While exploring the system, I noticed opportunities to improve clarity, tone, and consistency in our error messages, CTAs, and labels. Some copy was vague, overly technical, or inconsistent with UX best practices.

These weren’t high-visibility issues, and no one was actively complaining, but they added invisible friction.

 

Without clear, consistent language, users had to think harder than they should, especially during key moments like submitting a form or encountering an error. And in complex systems, like a MES, that is the last thing you want.

Solution

I took the initiative to audit the system, identify problem areas, and rewrite key pieces of microcopy using UX writing best practices.

 

My focus was on making actions clearer, removing fluff,  and making our microcopy more consistent across the whole system, reducing the cognitive load on users!

Impact

The team had a lot of priorities in motion, so I asked if I could pick up this microcopy thread myself to help bring more clarity to our users.

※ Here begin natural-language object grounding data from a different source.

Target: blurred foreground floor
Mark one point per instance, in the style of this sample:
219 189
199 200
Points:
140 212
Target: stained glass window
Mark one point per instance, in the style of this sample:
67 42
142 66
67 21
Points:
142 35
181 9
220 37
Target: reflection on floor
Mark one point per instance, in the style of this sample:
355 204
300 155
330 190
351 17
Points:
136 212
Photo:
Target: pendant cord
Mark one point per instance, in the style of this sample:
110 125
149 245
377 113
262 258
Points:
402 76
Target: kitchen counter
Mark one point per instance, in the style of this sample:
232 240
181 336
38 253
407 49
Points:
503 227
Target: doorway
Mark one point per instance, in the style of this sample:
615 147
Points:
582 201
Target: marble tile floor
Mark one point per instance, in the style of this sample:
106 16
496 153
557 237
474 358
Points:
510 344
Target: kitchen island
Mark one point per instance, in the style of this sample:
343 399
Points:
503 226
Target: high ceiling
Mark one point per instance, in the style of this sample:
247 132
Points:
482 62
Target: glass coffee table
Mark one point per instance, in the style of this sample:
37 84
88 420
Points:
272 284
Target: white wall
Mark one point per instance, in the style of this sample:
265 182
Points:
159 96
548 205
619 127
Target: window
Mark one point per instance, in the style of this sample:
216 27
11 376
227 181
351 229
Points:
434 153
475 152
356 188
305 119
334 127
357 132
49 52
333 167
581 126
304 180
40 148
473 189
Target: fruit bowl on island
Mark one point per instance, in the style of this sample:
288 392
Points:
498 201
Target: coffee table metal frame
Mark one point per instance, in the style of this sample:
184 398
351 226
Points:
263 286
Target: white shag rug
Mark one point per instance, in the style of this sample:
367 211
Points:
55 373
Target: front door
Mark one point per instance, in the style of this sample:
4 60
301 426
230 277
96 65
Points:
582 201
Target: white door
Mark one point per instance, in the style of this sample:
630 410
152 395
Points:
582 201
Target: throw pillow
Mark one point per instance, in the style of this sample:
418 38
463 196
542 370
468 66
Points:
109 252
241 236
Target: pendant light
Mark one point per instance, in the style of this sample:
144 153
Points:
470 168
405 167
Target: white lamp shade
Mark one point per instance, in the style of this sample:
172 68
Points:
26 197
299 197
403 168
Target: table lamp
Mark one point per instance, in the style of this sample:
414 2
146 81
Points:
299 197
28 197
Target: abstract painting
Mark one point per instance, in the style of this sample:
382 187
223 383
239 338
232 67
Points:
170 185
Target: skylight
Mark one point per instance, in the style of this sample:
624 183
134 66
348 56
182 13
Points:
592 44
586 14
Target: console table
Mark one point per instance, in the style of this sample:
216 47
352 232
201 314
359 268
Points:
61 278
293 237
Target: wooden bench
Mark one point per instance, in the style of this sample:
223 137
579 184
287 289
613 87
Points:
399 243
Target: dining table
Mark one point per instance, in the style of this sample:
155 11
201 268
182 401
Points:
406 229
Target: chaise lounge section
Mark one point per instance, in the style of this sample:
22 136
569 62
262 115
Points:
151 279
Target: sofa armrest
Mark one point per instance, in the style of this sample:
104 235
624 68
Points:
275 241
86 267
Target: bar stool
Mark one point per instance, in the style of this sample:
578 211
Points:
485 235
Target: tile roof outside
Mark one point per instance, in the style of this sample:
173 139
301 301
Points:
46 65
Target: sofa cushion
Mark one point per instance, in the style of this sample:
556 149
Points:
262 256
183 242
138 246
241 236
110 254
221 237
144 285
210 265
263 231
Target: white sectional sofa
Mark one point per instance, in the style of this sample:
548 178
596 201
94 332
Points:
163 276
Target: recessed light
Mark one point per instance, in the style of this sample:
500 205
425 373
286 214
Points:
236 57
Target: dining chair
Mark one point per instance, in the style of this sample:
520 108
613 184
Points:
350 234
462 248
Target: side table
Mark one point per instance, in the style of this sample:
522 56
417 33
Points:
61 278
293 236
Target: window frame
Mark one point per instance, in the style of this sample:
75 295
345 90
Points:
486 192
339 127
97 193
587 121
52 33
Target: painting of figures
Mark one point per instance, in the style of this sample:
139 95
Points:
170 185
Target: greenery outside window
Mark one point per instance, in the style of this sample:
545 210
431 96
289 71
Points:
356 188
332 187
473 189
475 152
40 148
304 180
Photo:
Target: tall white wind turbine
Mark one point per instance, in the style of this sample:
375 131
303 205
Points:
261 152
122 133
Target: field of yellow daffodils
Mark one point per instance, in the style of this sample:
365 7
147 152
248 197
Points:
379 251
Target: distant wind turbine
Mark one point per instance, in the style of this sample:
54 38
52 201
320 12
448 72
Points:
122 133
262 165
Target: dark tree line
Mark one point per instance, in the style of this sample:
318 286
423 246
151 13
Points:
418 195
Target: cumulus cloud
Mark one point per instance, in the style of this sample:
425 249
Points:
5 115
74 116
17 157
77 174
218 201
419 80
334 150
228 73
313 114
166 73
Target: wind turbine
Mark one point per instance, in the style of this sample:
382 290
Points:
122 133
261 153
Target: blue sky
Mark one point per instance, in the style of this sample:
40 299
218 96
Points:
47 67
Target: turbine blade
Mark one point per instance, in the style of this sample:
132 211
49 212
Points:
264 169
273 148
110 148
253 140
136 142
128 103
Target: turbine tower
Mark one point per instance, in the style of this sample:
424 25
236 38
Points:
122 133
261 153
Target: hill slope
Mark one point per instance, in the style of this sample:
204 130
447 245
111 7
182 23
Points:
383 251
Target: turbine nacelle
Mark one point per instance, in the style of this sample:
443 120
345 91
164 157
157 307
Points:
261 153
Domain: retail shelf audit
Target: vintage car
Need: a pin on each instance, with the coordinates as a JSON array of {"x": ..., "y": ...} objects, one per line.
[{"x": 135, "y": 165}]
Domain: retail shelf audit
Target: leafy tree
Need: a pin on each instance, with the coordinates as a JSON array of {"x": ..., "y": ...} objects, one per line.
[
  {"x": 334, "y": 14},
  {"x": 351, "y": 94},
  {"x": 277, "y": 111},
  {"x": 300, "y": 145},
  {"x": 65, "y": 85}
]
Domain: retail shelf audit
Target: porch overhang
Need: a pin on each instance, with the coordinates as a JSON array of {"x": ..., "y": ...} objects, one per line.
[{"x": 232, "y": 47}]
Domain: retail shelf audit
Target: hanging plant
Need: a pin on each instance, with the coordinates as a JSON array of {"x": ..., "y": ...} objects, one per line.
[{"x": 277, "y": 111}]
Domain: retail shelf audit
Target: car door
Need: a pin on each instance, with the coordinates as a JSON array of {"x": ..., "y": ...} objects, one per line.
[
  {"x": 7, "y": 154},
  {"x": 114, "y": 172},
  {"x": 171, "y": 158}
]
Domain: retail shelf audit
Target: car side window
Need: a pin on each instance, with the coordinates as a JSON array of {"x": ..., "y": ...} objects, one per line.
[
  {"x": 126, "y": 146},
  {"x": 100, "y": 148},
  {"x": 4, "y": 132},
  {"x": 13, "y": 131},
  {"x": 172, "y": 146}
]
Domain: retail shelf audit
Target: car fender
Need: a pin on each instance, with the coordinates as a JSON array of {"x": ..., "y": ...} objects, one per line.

While some changes might seem small, they made a difference:

QA and developers reported fewer questions about unclear UI text, 
Support noted that users were making fewer mistakes in areas that previously triggered errors.
The work also helped establish early momentum for more intentional UX writing within the team. 
Some of the patterns I introduced, like clearer error messages and verb-first CTAs, are now being used across the system and new features!

Last but not least, things look better and more polished!

Reflection

This project reminded me that users don’t always tell you that they're confused, even if they are!

And to be fair, our old microcopy wasn't technically incorrect, it just needed some UX improvements.

UX writing is easy to overlook. This is in part because when things work well, we barely notice them. However, that’s exactly why it matters. Thoughtful microcopy reduces friction before it becomes a problem and makes a problem easier to solve if it does happen.

If I could do this project again, I’d advocate for lightweight user testing or internal reviews to validate copy changes even further.

I also made a lightweight microcopy guide that the dev team can use if they want!